From a hotel rooftop on the outskirts of the city early Friday morning, NEWSWEEK watched as a long column of Israeli tanks, armored personnel carriers and bulldozers rumbled through the deserted streets to Arafat's compound. Throughout the day the only sounds in the city were bursts of automatic-weapons fire, mortar blasts and the sirens of Red Crescent ambulances. At a crossroads guarded by a Merkava tank, a man cried out through the bars of a ground-floor window, begging for bread to feed his trapped family. Seven people died, including one of Arafat's bodyguards, and dozens more were injured in fierce fighting inside the headquarters and in the surrounding neighborhood. By last Saturday Israel was expanding the occupation, arresting and questioning thousands of male Palestinians between 15 and 45. Defense Ministry spokesman Yarden Vatikai said that his government wanted to negotiate peace, but that the Army's actions were necessary. "We don't think there is a solution by military means," he said. "But we have to protect our own people and lower the flames."

The immediate impact is the opposite. At the Duheishe refugee camp in Bethlehem, scores of mourners gathered Friday evening in the tenement apartment where Ayat Akhras, 18, had quietly prepared for martyrdom. Before she blew herself up at a Jerusalem supermarket that morning, Akhras had been preparing to graduate with honors from a Bethlehem high school and was engaged to be married in June. But several of her relatives had been killed in Gaza during the intifada; and Akhras became visibly shaken, her brother says, after a neighbor and close friend was shot dead while playing in his living room with his daughter during Israel's invasion of the camp last month. Sometime during the last two weeks, relatives believe, she was recruited for her suicide mission by militants from the Al Aqsa Martyrs Brigades.
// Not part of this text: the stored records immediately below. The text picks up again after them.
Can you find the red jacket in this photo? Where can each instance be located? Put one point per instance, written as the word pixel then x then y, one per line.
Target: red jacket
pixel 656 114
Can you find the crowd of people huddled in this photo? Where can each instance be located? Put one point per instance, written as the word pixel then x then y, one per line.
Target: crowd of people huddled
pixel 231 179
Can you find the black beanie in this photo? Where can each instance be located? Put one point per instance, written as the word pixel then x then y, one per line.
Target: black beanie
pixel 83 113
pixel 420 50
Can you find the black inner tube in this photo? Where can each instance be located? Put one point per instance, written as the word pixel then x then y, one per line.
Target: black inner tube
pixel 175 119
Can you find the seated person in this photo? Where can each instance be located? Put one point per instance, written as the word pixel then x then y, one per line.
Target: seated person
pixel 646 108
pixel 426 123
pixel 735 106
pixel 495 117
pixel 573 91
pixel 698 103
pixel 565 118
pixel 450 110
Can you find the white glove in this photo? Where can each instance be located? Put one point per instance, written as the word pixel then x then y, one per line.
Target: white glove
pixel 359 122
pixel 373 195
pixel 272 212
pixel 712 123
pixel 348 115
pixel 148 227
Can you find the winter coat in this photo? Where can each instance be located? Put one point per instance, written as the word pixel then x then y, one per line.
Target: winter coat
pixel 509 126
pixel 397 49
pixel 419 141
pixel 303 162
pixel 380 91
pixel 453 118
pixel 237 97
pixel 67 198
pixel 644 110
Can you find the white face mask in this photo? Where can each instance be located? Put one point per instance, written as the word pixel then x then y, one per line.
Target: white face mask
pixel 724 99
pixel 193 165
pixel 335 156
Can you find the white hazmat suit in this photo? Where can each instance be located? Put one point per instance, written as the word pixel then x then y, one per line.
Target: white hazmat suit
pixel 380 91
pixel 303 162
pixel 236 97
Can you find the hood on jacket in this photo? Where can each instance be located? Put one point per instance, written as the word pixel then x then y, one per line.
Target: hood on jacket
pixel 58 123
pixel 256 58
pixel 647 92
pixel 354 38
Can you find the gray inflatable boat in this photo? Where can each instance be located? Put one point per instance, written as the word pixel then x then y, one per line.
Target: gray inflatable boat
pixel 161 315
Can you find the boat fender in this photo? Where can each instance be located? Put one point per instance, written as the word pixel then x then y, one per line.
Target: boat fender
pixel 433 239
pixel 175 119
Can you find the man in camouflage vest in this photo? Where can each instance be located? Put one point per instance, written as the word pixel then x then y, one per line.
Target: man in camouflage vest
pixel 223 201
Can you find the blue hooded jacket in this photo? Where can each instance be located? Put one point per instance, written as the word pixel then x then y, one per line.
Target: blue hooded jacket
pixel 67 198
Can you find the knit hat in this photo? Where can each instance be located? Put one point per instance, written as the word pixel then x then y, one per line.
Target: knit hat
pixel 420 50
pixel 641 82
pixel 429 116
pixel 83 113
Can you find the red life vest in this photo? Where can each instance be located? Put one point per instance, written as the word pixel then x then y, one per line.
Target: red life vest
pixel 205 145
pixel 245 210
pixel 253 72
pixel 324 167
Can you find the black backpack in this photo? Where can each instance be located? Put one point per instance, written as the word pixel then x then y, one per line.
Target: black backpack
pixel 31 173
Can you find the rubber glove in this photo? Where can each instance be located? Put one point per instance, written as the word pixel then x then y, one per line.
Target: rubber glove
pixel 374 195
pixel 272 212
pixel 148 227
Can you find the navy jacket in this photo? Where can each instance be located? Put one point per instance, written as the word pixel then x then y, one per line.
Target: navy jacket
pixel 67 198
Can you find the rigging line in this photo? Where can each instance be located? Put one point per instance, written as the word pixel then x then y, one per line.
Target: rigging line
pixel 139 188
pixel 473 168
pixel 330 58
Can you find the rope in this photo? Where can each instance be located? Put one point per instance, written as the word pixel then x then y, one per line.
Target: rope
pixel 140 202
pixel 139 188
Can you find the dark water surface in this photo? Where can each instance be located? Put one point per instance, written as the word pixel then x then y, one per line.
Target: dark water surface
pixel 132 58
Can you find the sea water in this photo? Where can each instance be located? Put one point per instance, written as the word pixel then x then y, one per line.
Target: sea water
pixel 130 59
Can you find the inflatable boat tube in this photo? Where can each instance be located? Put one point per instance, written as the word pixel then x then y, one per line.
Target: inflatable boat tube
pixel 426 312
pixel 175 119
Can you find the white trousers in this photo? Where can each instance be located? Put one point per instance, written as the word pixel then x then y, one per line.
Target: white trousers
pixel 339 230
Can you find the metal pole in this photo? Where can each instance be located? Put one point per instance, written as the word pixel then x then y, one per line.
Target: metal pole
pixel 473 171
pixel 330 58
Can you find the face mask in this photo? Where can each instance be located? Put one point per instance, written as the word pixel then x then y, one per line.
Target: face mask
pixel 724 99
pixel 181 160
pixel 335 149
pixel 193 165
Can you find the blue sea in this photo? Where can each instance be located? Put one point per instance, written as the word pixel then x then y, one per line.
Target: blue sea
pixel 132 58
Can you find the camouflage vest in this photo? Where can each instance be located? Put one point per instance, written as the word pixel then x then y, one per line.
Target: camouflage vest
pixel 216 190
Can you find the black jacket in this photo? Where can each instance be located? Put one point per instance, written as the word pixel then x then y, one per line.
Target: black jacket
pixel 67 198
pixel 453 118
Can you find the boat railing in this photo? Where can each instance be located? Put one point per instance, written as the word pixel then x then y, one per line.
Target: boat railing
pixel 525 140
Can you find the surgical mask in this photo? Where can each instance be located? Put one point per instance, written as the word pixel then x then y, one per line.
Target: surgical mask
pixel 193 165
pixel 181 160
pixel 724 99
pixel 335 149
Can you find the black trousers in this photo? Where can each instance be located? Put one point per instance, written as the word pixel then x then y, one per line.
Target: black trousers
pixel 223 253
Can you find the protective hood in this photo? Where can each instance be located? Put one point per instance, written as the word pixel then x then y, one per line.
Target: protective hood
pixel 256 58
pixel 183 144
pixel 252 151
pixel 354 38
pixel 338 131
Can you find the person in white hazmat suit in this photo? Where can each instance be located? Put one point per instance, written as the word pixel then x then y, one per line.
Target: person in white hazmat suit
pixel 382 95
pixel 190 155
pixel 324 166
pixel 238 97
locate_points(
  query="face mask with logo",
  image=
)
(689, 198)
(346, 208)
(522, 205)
Trembling as he clutched a studio photograph of his daughter, Samir Akhras appeared at a loss to comprehend her final act. "There was no reason for her to do this. I supplied her with everything possible to give her a decent life," he said.

But a cousin said that Duheishe camp had become a breeding ground for would-be suicide bombers--and predicted that they would be unleashed if any harm came to Arafat. And even if it doesn't, Sharon's cornering of his old nemesis is unlikely to lead to security for Israel. The Palestinians are exploiting suicide bombers to bloodier effect than ever. "Our only weapons against Sharon are our blood and our bodies," said Akhras's cousin. And there is every sign that thousands of young Palestinians will be willing to use them until Israel withdraws from the territories, no matter how harsh the crackdown. That presents a formidable quandary for Israel, but also for its American allies, its Arab adversaries, and anyone else interested in achieving a ceasefire--and a lasting peace.

Yet as the first video was smuggled out of Arafat's besieged offices, it showed the flashlit face of the old guerrilla looking remarkably relaxed. Sharon, too, appeared confident before the press. The mantle of peacemaker never sat easily on either man's shoulders. The old general ordering his tanks into action, the old guerrilla holed up under siege, are back in a world they know.